Research: Simple Cockroach Control Method Lowers Respiratory Health Risks

When it comes to understanding, and lowering, the risk that cockroaches pose to urban children’s health, an NC State entomologist and a Tulane University epidemiologist are making substantial strides.

Coby Schal, the Blanton J. Whitmire Distinguished Professor of Entomology at NC State, and Felicia Rabito, an associate professor of epidemiology in Tulane’s School of Public Health and Tropical Medicine, have collaborated since 2011 to understand the role of cockroaches on the quality of homes in the inner city and their link to asthma in low-income children.

Through recent randomized, controlled experiments in low-income housing in Raleigh and New Orleans, Schal and Rabito wanted to see if eliminating cockroaches with targeted insecticidal treatments would improve asthma outcomes.

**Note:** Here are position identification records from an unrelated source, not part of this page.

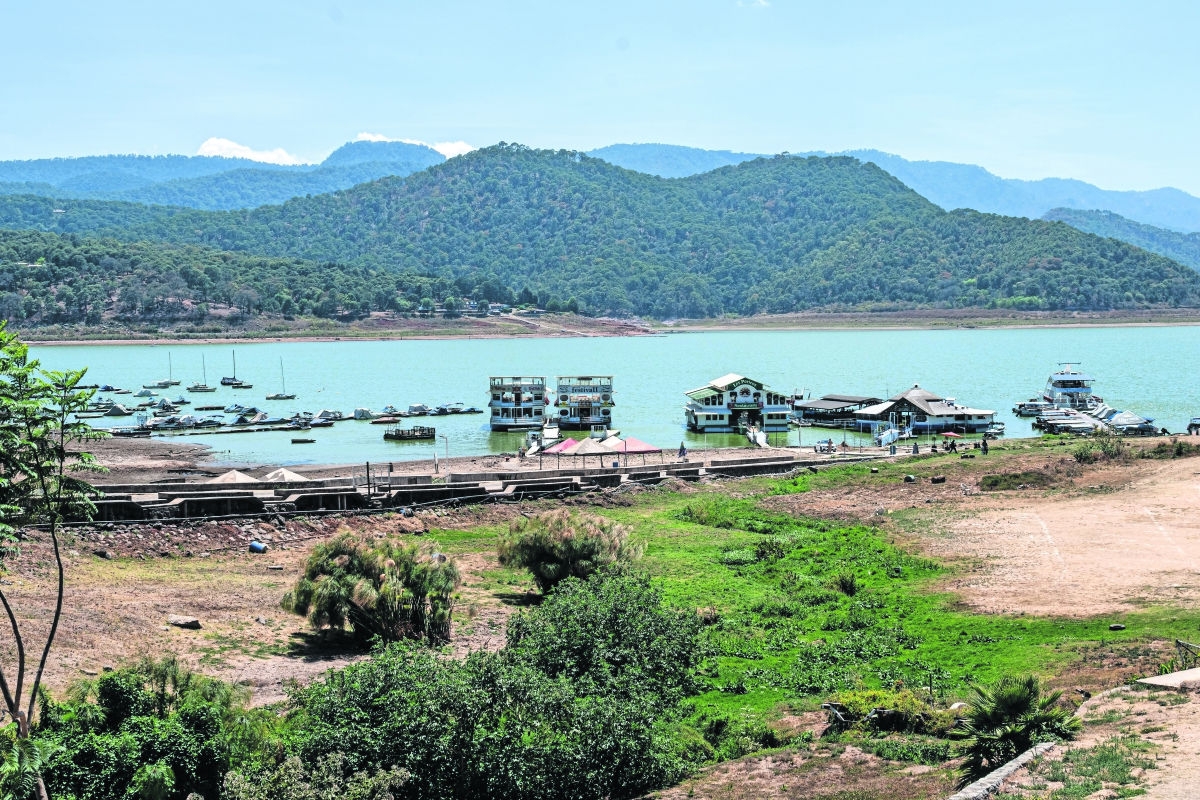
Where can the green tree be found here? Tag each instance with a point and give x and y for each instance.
(37, 486)
(564, 543)
(1007, 719)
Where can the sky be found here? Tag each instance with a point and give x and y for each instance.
(1098, 91)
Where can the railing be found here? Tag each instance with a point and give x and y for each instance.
(1188, 654)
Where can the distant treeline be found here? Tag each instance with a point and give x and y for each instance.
(769, 235)
(47, 278)
(1183, 248)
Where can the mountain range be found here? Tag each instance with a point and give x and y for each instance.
(1183, 248)
(210, 182)
(765, 235)
(947, 184)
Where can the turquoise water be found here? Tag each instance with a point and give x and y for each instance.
(1151, 371)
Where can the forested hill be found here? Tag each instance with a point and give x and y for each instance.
(1183, 248)
(947, 184)
(768, 235)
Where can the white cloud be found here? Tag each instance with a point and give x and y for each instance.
(448, 149)
(228, 149)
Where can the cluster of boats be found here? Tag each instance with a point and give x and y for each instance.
(1069, 405)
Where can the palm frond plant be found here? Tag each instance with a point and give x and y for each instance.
(1008, 717)
(564, 543)
(387, 588)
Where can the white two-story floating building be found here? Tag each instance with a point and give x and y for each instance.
(517, 403)
(583, 402)
(925, 413)
(733, 403)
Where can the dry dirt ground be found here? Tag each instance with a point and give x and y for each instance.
(819, 770)
(1168, 721)
(115, 611)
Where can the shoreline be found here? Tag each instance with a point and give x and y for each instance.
(652, 332)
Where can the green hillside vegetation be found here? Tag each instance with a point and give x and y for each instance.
(222, 184)
(46, 278)
(947, 184)
(771, 235)
(1183, 248)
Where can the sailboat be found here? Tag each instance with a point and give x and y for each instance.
(204, 386)
(282, 395)
(233, 382)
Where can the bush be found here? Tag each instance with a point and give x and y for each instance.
(150, 731)
(739, 558)
(1005, 720)
(612, 632)
(293, 781)
(385, 588)
(561, 545)
(1104, 447)
(581, 703)
(1169, 450)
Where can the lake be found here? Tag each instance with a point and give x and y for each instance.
(1150, 371)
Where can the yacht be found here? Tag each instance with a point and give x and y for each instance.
(233, 382)
(1071, 389)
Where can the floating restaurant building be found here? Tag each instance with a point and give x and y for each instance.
(833, 410)
(583, 402)
(732, 403)
(925, 413)
(517, 403)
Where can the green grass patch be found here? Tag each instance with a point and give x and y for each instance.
(1003, 481)
(785, 631)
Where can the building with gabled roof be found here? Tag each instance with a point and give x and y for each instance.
(925, 411)
(732, 403)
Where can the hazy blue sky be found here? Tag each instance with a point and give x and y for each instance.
(1102, 91)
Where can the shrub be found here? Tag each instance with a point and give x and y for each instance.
(1104, 447)
(1005, 720)
(739, 558)
(579, 704)
(1174, 449)
(613, 632)
(293, 781)
(846, 583)
(383, 588)
(563, 543)
(150, 731)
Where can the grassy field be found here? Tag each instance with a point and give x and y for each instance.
(799, 609)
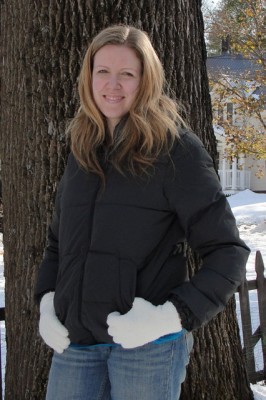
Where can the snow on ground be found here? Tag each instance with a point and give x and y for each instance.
(249, 209)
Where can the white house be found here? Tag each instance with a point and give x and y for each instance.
(242, 172)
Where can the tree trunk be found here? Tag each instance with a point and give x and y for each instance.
(43, 45)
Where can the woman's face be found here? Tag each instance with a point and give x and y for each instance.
(115, 81)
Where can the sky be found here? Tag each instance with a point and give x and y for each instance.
(249, 209)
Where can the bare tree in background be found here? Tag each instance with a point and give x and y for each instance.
(43, 43)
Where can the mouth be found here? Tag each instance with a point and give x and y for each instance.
(113, 99)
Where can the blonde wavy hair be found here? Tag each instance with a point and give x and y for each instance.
(152, 123)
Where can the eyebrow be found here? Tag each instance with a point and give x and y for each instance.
(124, 68)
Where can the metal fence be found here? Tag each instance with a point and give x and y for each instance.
(250, 339)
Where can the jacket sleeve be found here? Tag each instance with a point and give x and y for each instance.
(47, 274)
(195, 195)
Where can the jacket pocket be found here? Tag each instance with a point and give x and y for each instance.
(66, 293)
(109, 284)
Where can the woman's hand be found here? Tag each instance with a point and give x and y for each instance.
(144, 323)
(51, 330)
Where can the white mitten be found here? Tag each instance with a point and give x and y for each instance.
(51, 330)
(144, 323)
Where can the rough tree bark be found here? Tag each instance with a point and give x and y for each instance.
(42, 47)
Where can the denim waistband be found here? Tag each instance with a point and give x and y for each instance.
(163, 339)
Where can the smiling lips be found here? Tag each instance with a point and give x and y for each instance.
(113, 99)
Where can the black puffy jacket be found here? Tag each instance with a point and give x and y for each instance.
(107, 246)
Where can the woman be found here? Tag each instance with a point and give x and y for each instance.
(116, 304)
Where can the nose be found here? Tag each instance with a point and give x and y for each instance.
(114, 82)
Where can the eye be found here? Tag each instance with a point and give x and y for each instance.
(127, 73)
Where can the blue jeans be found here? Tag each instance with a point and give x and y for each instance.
(150, 372)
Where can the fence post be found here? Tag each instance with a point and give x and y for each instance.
(247, 330)
(261, 282)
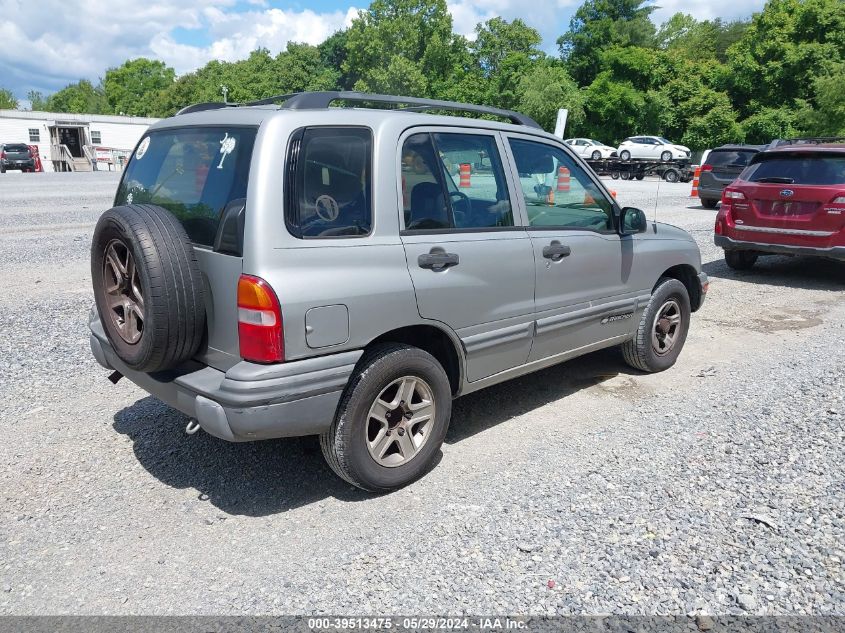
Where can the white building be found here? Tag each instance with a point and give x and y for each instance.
(73, 142)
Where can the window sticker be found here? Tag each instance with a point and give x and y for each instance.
(227, 146)
(142, 148)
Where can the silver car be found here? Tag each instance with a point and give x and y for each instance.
(286, 268)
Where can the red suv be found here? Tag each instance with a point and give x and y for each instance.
(789, 200)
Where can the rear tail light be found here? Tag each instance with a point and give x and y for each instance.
(259, 321)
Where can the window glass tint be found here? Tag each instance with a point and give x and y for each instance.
(332, 183)
(453, 181)
(192, 172)
(551, 199)
(813, 169)
(729, 158)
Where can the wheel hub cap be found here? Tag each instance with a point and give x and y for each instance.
(400, 421)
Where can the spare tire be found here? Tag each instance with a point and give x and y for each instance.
(147, 286)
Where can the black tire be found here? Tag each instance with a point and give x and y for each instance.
(640, 352)
(344, 445)
(168, 278)
(740, 260)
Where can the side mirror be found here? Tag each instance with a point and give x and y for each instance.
(632, 221)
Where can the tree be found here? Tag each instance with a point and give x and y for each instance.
(81, 97)
(7, 100)
(37, 100)
(545, 89)
(600, 24)
(132, 88)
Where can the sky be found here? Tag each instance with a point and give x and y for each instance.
(48, 44)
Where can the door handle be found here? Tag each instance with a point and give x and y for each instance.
(438, 260)
(556, 251)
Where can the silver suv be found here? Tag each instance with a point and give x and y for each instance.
(285, 268)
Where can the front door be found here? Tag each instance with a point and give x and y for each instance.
(582, 264)
(471, 266)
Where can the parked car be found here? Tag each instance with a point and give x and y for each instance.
(789, 200)
(16, 156)
(354, 293)
(721, 168)
(652, 148)
(588, 148)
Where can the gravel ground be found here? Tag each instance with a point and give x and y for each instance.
(715, 487)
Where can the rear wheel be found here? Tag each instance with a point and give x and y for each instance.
(663, 328)
(391, 420)
(740, 260)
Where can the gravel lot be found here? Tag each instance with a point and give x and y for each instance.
(714, 487)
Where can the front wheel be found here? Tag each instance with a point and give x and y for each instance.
(740, 260)
(391, 420)
(663, 328)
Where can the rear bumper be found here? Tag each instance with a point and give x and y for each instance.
(729, 243)
(249, 401)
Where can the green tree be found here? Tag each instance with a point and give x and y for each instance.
(82, 97)
(133, 87)
(37, 100)
(545, 89)
(7, 100)
(600, 24)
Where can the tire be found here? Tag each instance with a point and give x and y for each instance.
(740, 260)
(346, 445)
(149, 250)
(670, 297)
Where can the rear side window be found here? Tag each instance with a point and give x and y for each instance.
(329, 182)
(192, 172)
(729, 158)
(803, 169)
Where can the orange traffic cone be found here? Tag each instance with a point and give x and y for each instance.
(465, 176)
(563, 179)
(694, 192)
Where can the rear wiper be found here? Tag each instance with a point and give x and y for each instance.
(777, 179)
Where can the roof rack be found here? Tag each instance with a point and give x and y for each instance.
(809, 140)
(322, 100)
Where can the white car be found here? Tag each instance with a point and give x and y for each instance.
(652, 147)
(588, 148)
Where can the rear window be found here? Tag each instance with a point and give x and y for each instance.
(192, 172)
(730, 158)
(812, 169)
(329, 182)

The research showed promising results: Children in homes that used simple, inexpensive insecticidal baits had fewer asthma symptoms, used health-care services less and improved their lung function.

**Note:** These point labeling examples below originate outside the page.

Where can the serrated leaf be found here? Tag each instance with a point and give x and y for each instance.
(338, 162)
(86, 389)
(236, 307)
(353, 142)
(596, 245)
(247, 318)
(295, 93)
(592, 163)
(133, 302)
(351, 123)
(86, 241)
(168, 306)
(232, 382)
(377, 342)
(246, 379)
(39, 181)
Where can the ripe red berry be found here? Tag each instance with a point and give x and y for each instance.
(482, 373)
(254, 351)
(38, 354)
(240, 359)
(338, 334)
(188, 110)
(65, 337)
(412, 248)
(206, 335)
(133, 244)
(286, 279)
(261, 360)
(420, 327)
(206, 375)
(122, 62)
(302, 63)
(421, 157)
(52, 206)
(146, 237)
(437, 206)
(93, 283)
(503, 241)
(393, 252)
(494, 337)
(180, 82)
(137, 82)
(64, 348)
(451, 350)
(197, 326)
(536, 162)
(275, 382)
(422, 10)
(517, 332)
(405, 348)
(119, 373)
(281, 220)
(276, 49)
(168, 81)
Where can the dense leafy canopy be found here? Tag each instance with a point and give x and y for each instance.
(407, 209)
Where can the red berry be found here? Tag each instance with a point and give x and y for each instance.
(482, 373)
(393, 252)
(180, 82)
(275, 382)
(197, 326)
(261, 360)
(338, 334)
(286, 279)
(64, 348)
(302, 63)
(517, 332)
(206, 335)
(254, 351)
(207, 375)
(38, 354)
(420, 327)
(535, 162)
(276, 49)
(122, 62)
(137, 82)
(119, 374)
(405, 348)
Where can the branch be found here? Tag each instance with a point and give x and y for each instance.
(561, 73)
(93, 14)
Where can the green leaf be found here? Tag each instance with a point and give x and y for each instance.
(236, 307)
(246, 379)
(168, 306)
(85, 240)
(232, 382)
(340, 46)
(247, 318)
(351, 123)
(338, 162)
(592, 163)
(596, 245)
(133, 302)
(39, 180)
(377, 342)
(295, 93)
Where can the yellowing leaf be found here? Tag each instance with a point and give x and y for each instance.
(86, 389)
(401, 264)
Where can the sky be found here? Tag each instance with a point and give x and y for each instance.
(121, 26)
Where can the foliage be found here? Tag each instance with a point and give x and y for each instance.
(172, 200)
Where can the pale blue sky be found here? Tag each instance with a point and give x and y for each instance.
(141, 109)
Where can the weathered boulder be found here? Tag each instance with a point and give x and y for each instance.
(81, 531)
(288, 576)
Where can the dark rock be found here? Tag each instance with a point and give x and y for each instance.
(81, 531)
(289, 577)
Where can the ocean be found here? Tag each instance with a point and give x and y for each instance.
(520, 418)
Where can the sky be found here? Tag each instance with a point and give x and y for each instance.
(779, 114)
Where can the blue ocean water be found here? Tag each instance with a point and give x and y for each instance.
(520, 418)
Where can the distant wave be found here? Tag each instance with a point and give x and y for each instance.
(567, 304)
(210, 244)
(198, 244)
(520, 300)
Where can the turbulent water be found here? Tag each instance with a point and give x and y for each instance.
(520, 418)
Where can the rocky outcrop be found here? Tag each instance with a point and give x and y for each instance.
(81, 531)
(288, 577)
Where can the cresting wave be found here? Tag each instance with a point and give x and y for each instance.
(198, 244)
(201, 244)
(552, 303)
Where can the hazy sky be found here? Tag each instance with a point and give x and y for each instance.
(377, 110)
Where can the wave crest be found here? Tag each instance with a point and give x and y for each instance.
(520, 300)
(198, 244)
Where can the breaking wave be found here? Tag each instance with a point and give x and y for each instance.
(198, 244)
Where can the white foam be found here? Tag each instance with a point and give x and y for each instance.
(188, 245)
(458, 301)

The researchers reported that the findings raise the possibility that inexpensive cockroach control could replace the more complex pest management strategies that are currently recommended.

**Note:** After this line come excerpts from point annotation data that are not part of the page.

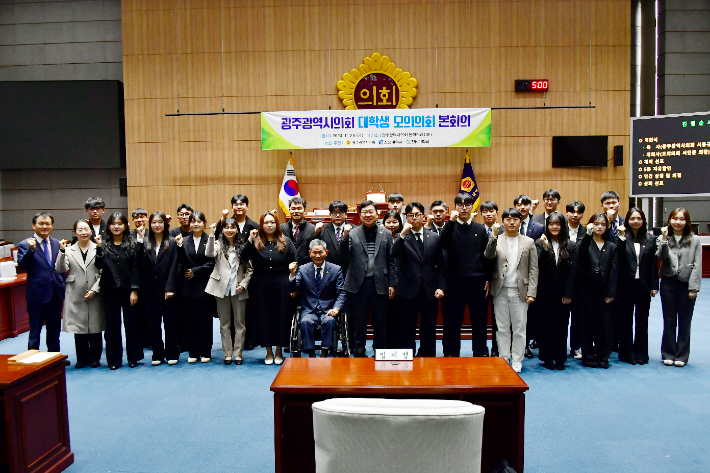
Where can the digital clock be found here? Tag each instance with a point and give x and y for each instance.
(531, 85)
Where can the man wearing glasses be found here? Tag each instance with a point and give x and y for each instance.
(420, 272)
(335, 234)
(550, 199)
(466, 278)
(371, 278)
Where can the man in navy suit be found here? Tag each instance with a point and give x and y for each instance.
(321, 285)
(45, 286)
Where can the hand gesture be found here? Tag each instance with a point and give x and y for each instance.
(543, 239)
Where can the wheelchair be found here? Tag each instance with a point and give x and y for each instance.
(340, 334)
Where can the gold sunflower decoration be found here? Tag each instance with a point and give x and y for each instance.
(377, 83)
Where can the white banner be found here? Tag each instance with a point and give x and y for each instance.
(395, 128)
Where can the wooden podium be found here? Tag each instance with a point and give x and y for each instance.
(34, 429)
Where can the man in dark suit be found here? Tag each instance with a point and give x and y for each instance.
(467, 278)
(332, 234)
(550, 199)
(528, 226)
(371, 279)
(421, 281)
(45, 286)
(323, 296)
(298, 230)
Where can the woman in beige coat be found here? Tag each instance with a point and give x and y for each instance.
(228, 284)
(83, 308)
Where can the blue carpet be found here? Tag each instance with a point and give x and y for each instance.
(216, 418)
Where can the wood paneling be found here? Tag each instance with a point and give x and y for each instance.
(289, 54)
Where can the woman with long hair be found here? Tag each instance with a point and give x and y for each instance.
(271, 254)
(228, 284)
(83, 308)
(158, 260)
(680, 252)
(117, 259)
(199, 307)
(638, 282)
(598, 275)
(555, 290)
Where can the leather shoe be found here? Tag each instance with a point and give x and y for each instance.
(528, 353)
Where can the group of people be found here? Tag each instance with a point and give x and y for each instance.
(538, 272)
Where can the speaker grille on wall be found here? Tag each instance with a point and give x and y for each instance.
(123, 186)
(619, 155)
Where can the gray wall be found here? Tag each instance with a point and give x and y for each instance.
(58, 40)
(684, 77)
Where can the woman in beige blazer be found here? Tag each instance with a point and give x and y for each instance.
(83, 308)
(228, 284)
(513, 285)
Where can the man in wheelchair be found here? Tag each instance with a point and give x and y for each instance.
(321, 285)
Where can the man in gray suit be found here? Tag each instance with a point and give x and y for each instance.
(371, 278)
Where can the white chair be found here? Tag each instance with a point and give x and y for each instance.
(397, 435)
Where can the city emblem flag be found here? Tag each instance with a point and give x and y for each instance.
(468, 183)
(289, 187)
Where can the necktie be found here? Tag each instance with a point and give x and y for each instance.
(46, 252)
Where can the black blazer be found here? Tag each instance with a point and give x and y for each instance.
(415, 268)
(119, 269)
(158, 273)
(648, 269)
(336, 253)
(555, 280)
(605, 260)
(200, 264)
(307, 232)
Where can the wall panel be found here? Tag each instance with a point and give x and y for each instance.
(289, 54)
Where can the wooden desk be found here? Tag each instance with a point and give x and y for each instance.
(13, 307)
(34, 429)
(489, 382)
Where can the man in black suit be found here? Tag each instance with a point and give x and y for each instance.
(467, 278)
(371, 279)
(420, 273)
(550, 199)
(298, 230)
(332, 234)
(528, 226)
(577, 230)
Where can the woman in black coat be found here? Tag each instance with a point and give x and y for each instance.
(200, 307)
(638, 282)
(120, 277)
(157, 256)
(554, 290)
(597, 277)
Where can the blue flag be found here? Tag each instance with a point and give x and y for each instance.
(468, 183)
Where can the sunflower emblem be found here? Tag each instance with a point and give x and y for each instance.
(377, 83)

The U.S. Housing and Urban Development Secretary Ben Carson recently recognized the impact of their long-running research, education and outreach programs, bestowing on them the 2018 HUD Secretary’s Award for Healthy Homes for research innovation.

Rabito and Schal were honored by HUD and the National Environmental Health Association in late June at the Healthy Homes Conference in Anaheim, California.

In notifying the researchers about their award, Carson explained that the award “recognizes programs that demonstrate overall excellence in terms of healthy indoor environments in response to both the needs and constraints of affordable housing.”